9. Effect of RFI on Station Beams
 The dominant RFI is transient in nature and it is essential to excise the time spans with strong RFI. Figure 9 shows the example of all the beam data taken from reference positions from 9 April 2004 through 9 October 2004 with and without complete RFI excision. The “reference” beam data is data taken away from the Galactic plane and is not expected to have significant DI emission. With RFI excision the RMS noise in the spectrum, which as been smoothed to a resolution of 2 kHz for the spectral exclusion, is 2 ppm which is close to the theoretical value.
 In the operation of the array, the spectra from the beams formed by each station are averaged. At any instant the software running at each station processes simultaneous beams in four different directions, each with two polarizations. This allows the simultaneous observation of regions like the Galactic anticenter, where we expect to detect the deuterium line, along with other regions which can be used for reference or comparison. While the level of RFI still evident in Figure 8 is quite significant, the beams that track the sky have more than 10 dB additional rejection of RFI over that seen by the individual dipoles. Therefore if we can reduce the effect of RFI to a few parts per million (ppm) in the spectra from the individual dipoles we can be confident that its effect on the spectra from the station beams will be well below the 3 ppm signal expected from the deuterium line. With a few months of operation, we have the equivalent of several years of integration time in the data from the 48 beams. However, because of the added rejection of signals from the horizon by the beams, the bottom spectrum shown in Figure 9 which has RFI excision in time and frequency shows little if any evidence of RFI contamination. The caveat to this conclusion is that during the spring and summer months of the observations taken so far the array has been surrounded by heavy foliage so that the general RFI environment is about 6–10 dB quieter than is expected in the winter months when the trees are bare. In that situation, it is expected that more RFI signals, both transient and continuous wave (CW) will be detected and will have to be suppressed. The transient excision results in a loss of about 10% of the data while the spectral exclusion increases the noise by a few percent.
 In the search for the DI line the spectra have the frequency axis transformed to velocity relative to the local standard of rest before being averaged. Statistically significant results from this search are not yet available since we have not yet acquired sufficient data.
 MIT Haystack Observatory has recently completed the construction of a dedicated array to detect the 327 MHz line of deuterium.
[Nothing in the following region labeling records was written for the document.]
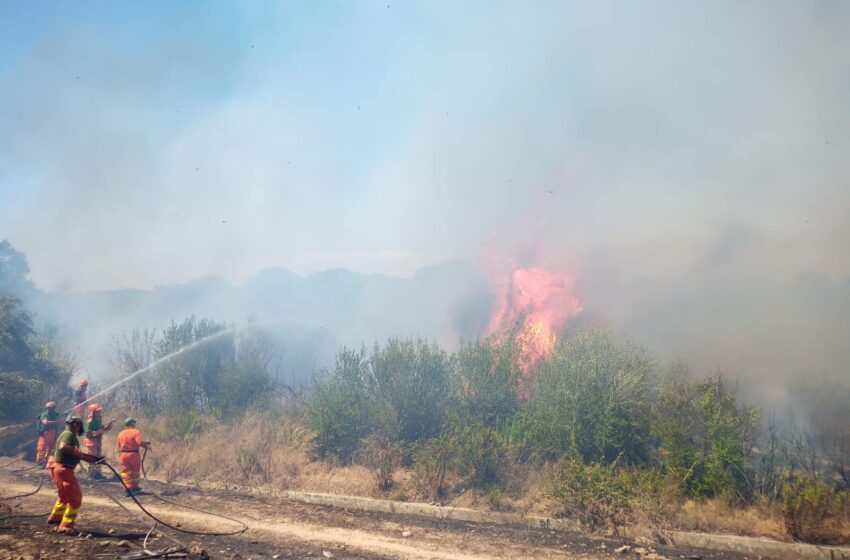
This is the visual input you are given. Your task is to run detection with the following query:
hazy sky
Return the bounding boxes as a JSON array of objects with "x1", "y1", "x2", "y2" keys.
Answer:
[{"x1": 0, "y1": 0, "x2": 850, "y2": 294}]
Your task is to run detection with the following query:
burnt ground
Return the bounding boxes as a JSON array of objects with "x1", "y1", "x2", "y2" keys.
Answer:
[{"x1": 0, "y1": 459, "x2": 768, "y2": 560}]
Detecting, characterizing and excising RFI has been the challenge of the early part of this project. Currently, the combination of removing strong and persistent sources of RFI at the source and excising transients in the data has resulted in the successful elimination of most of the RFI in the deuterium array data.
 The deuterium array project at MIT Haystack Observatory has been supported by the National Science Foundation (grant AST-0115856) and MIT.